Only an efficient, efficacious atonement can release us from this bondage to sin and corruption. Left to ourselves, our own "free will", we cannot, we will not, receive the gospel. "No man can come to me" (John 6:44). "Ye cannot serve the LORD" (Joshua 24:19).
Unconditional Election←⤒🔗
"All that the Father giveth me shall come to me," says Jesus (John 6:37). He says:
I will have mercy on whom I will have mercy, and I will have compassion on whom I will have compassion ... Hath not the potter power over the clay, of the same lump to make one vessel unto honour, and another unto dishonour.
Romans 9:15, 21
He gives them before they come; they are "chosen in him before the foundation of the world" having been "predestinated unto the adoption of children ... according to the good pleasure of his will" (Ephesians 1:4-5). Any part that we may imagine we have played in our ownn salvation is denied: "For by grace are ye saved, through faith; and that not of yourselves; it is the gift of God; not of works, lest any man should boast. For we are his workmanship" (Ephesians 2:8-10).

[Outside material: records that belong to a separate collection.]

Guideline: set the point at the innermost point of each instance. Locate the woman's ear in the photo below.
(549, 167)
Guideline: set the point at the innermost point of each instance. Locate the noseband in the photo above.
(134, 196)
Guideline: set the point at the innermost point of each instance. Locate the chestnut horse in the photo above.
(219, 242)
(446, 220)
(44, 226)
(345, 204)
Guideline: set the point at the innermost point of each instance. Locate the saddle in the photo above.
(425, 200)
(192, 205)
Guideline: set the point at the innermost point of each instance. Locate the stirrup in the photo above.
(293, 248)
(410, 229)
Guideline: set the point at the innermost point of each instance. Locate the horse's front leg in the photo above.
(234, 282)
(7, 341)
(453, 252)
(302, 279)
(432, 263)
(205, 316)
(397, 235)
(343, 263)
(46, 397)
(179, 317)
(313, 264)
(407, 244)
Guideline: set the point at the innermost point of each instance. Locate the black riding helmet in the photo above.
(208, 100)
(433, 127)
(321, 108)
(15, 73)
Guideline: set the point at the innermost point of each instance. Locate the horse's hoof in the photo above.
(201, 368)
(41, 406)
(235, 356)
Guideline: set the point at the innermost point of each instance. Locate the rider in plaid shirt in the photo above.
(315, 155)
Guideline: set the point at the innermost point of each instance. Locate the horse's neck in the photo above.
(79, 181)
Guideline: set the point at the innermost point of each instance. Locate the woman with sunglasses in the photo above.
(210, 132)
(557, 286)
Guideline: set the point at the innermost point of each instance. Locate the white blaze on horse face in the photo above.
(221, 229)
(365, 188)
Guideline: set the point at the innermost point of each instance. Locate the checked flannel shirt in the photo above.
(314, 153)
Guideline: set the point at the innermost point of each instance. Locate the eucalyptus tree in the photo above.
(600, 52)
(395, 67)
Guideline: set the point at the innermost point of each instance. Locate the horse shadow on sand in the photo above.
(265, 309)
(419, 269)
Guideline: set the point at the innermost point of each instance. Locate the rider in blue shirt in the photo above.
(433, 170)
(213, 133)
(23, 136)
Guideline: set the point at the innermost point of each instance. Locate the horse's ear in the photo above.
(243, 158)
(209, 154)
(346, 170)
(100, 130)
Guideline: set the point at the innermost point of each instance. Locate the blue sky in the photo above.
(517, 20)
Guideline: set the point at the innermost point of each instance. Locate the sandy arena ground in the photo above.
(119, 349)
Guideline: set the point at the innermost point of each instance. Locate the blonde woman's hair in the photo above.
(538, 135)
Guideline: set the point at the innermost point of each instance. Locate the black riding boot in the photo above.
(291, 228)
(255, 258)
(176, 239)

This is a great transaction: "all that the Father gives me shall come to me" (John 6:37); "of all which he hath given me I should lose nothing" (v. 39). It is an exclusive transaction: "No man can come unto me except it were given unto him of my Father" (v. 65). In his great high priestly prayer, Christ acknowledges that his own power "to give eternal life to as many as (God has given me)" (John 17:2); he acknowledges they are God's, speaking of "the men which thou gayest me out of the world; thine they were, and thou gayest them me" (v. 6). He prays for these to the exclusion of all others: "I pray not for the world, but for them which thou hast given me" (v. 9), that God would keep them "whom thou hast given me" (v. 11); "I will that they also, whom thou hast given me, be with me where I am; that they may behold my glory" (v. 24).
This transaction is realised in time, as we see from the Book of Acts. When Paul and Barnabas first turned to the Gentiles, we are told: "as many as were ordained to eternal life believed" (13:48); the testimony concerning Lydia was: she "heard us, whose heart the Lord opened" (16:14); and when Paul preached at Corinth, amidst much initial discouragement, he was told: "I have much people in this city" (18:10).

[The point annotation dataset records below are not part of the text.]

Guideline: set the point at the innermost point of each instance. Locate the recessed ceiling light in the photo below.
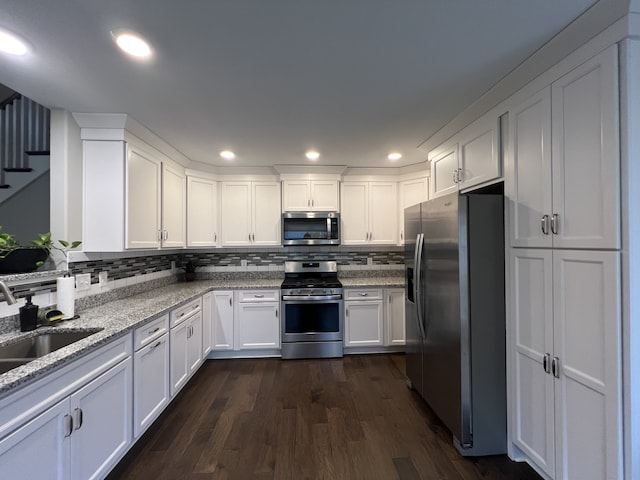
(11, 44)
(312, 155)
(132, 44)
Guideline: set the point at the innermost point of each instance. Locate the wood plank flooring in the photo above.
(264, 419)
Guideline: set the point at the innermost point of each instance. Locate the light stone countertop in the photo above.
(117, 318)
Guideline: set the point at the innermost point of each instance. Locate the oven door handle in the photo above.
(310, 298)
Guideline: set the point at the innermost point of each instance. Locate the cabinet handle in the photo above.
(554, 223)
(545, 362)
(555, 367)
(544, 224)
(68, 425)
(77, 414)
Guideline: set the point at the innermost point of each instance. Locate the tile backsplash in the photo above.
(130, 274)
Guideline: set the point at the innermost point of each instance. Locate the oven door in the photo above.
(317, 320)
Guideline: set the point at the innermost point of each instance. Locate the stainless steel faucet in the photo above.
(10, 299)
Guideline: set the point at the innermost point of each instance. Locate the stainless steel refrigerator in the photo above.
(455, 316)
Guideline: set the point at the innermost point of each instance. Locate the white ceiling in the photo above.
(269, 79)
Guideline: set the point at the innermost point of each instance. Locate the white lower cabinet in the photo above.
(222, 330)
(80, 433)
(151, 392)
(566, 389)
(186, 343)
(258, 319)
(394, 333)
(363, 317)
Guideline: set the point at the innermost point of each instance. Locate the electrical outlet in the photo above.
(83, 281)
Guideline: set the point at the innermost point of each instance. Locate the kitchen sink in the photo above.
(23, 351)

Election is thus seen not to be conditional upon any response in man, but on account of the free grace of God, and the covenant which exists on our behalf between the Father and the Son.
Limited Atonement←⤒🔗
Limited atonement is also called particular redemption. "All that the Father giveth me shall come to me" (John 6:37). Jesus teaches the efficiency and efficaciousness of his atonement: "all", everyone of them, "shall come". Those who teach that nothing more was accomplished at Calvary than the potential for salvation, take away from the efficacy of the cross. They actually set a greater limit to the atonement than those who hold to particular redemption! One is left with the fearful possibility that Christ had died for nobody — for who left to himself, will embrace this way of salvation?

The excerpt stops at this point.